(Carlos Drummond de Andrade)
O Brasil anda fervilhando de gente religiosa, a julgar
pelos jogadores de futebol que atribuem a Deus os seus gols e suas copas, pelos
empresários que mandam os empregados começarem o dia rezando pelos lucros da
firma, pelos incontáveis shows de canção gospel, samba gospel, blues gospel, carnaval
gospel e assim por diante.
Não custava nada alguém organizar uma antologia poética
de Carlos Drummond de Andrade reunindo todos os seus poemas que falam de Deus,
meditam sobre Deus, usam Deus como personagem, examinam o conceito de Deus, agradecem
a Deus, questionam Deus... Todos não, porque talvez se tornasse um volume
proibitivamente grande. Mas fizesse uma seleção, porque são muitos poemas, e
chega a nos parecer que são muitos poetas.

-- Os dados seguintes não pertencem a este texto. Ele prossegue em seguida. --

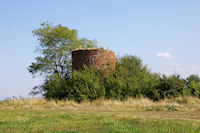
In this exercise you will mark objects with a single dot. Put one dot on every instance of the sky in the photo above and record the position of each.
(164, 34)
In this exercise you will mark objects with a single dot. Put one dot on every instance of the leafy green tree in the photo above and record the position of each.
(193, 85)
(55, 46)
(54, 61)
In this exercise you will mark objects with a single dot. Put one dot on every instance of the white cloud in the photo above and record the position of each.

É curiosa a relação de nossos literatos com a religião. Penso
no caso de Machado de Assis, tido por muitos como nosso maior prosador, tanto
quanto Drummond é tido como nosso maior poeta. Machado não podia evitar falar
em Deus; qual de nós pode, mesmo o mais cético e descrente? Mas o tom com que
ele fala!
(João Cabral de Melo Neto)
Já outro cético famoso, João Cabral de Melo Neto, era uma
figura trágica porque confessava: “Meu problema é que eu não acredito em Deus,
mas tenho medo de ir para o inferno.” Um cínico aconselharia Cabral a fazer o
contrário: não acreditar, mas ter certeza de que iria para o Céu.

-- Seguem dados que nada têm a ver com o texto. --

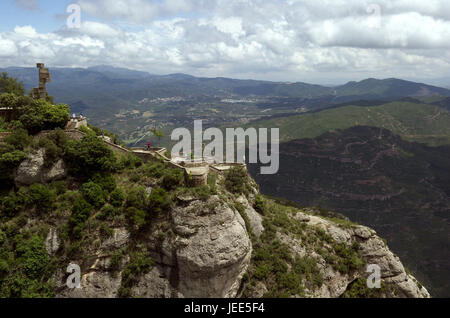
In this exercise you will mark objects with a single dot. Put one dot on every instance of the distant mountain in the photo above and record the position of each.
(375, 177)
(413, 121)
(100, 86)
(388, 88)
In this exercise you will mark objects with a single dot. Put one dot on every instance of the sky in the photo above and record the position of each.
(314, 41)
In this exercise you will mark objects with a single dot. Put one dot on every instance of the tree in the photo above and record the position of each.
(157, 133)
(11, 85)
(89, 156)
(42, 115)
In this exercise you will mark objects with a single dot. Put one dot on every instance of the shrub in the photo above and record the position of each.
(260, 205)
(94, 194)
(106, 231)
(11, 204)
(130, 161)
(11, 85)
(33, 257)
(10, 160)
(159, 201)
(88, 156)
(136, 198)
(105, 180)
(18, 138)
(172, 179)
(140, 263)
(42, 197)
(155, 170)
(81, 211)
(108, 212)
(117, 197)
(137, 218)
(43, 115)
(52, 152)
(236, 180)
(59, 186)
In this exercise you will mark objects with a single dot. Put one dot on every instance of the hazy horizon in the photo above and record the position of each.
(290, 41)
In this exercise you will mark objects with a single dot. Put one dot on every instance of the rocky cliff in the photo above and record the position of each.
(140, 231)
(205, 250)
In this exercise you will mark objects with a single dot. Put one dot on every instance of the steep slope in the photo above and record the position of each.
(412, 121)
(388, 88)
(136, 230)
(374, 177)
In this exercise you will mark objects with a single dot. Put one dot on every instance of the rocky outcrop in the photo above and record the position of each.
(33, 170)
(372, 249)
(254, 217)
(207, 256)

Entre céus e infernos arde o coração desses poetas, e
ardia também o de Carlos Drummond em plena filosofia de seus 28 anos, quando
estreou em livro com Alguma Poesia,
onde se lê esse belo e enigmático “Poema da Purificação”.
Depois de tantos combates
o anjo bom matou o anjo mau
e jogou seu corpo no rio.
Este verso sempre me inquietou e me pacificou. Tudo bem,
fala-se de combates, de guerras olímpicas entre as divindades, e mesmo um
leitor que não acredita na existência de anjos não tem dificuldade em acreditar
que eles lutam entre si. As guerras existem.
(G. K. Chesterton)
Não estou sendo blasé
– estou apenas glosando o católico Chesterton:
Os contos-de-fadas não fornecem à criança a sua primeira noção do que é
um monstro (“bogey”). O que eles fornecem à criança é a sua primeira idéia real
de que é possível derrotar o monstro. As crianças sabem o que é um dragão, bem
no seu íntimo, desde que começam a ter imaginação. O que os contos-de-fadas
lhes dão é um São Jorge capaz de matar o dragão.

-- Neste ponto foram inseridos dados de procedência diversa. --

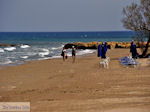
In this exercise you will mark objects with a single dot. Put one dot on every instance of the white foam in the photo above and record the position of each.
(10, 48)
(55, 48)
(55, 57)
(24, 46)
(6, 62)
(2, 50)
(24, 57)
(87, 51)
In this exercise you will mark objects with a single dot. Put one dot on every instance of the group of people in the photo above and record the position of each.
(102, 50)
(65, 56)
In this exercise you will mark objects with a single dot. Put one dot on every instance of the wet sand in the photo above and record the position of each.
(83, 86)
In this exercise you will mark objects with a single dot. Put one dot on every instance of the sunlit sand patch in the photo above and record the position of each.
(8, 88)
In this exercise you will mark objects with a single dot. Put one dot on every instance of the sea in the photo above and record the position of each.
(48, 45)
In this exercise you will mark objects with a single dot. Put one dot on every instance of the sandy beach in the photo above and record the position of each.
(56, 86)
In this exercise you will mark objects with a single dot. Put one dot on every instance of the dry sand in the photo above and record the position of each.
(57, 86)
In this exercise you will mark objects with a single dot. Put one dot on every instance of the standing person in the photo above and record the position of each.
(73, 53)
(64, 54)
(133, 50)
(102, 49)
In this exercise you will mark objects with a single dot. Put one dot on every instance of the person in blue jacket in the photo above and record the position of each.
(102, 49)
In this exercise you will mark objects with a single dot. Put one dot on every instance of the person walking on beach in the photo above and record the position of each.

(Tremendous Trifles, 1909, trad. BT)
No meu raciocínio, a criança pode até mesmo não acreditar
em gigantes, mas se o conto-de-fadas for bom, ela irá acreditar que eles podem
ser derrotados.
Carlos Drummond de Andrade, independentemente de sua fé (ou
não) na existência de anjos, escreve em seu poema que o anjo bom matou o anjo
mau. Isto seria o final de um conto-de-fadas – o triunfo inevitável (segundo os
contos-de-fadas, os folhetos de cordel, o cinema de Hollywood) de todas as
lutas do Bem contra o Mal.
A diferença entre um adulto cético e uma criança que crê
(não tento ser irônico) é que nenhum final feliz é bastante para o adulto. Se o
Anjo Bom mata o Anjo Mau, pensa ele, isto significa que o ato de matar pode
ser, em si, um ato bom? Um não-pecado? Cabe ao Bem matar os maus? Bastaria isto
para justificar a morte violenta de alguém? Se eu acredito que pertenço ao lado
Bom, posso sair matando quem eu acho que pertence ao lado Mau?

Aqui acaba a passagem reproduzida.